SIMPLE IRAs and 401K Contribution for Small Business
The SIMPLE type is an IRA plan for very small businesses to easily facilitate retirement savings.
The SIMPLE IRA is like a 401K specifically created for businesses typically would avoid the 401K because it is too complicated to handle.
Compared to a 401K, a SIMPLE IRA’s setup fees are lower and there is only a single form to file with the IRS.
Many small businesses create SIMPLE IRAs for their employees instead of 401Ks.
SEP IRAs and Solo 401K Contribution for the Self-Employed
SEP (Simplified Employee Pension) IRAs and Solo-401Ks are available to self-employed workers and small businesses where typically the owner is the sole employee.

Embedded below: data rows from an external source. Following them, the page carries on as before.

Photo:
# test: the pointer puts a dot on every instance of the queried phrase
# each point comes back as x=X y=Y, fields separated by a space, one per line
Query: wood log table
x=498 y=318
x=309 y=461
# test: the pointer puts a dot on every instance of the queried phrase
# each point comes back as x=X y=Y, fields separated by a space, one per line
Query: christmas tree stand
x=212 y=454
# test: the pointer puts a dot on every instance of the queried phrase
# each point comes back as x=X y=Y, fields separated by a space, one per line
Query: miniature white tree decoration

Money invested into a SEP IRA or Solo 401K are tax-deferred and the money is taxed upon withdrawal.
There are no significant fees required to set up for only the owner herself.
If you are a business owner, a SEP IRA or Solo 401K is a great way to contribute to your own retirement.
Pension vs 401K Contribution
You might also work for a company that has a pension. If that’s the case, then you’d contribute money to that pension instead of a 401K plan and when you retire, your pension will provide you income.
Pension is the most popular retirement plan in the United States before the 1980s. But since then, most companies have killed their pensions and instead opted to offer employees 401K plans.
Some large hospital systems, teacher’s unions, and transportation and labor unions still offer pensions to their employees.
The idea of a pension and a 401K is the same.
Except with a 401K, you have to be very motivated yourself to max out your 401K contributions when there is nobody like pension monitoring and forcing you to make good financial decisions.
If you ever ask yourself the question, “should I max out my 401K?” Just know that the answer is always yes.
Should I Max Out My 401K Limit?
People are not taking enough advantage of the greatest opportunities to save money and grow your wealth faster: 401K and IRAs.
While there are 401K contribution caps, most people are not close to maxing them out.
Have you considered how to drastically reduce your lifestyle, boost your savings and income?
Saving is the only way to having a comfortable retirement. There is no shortcut.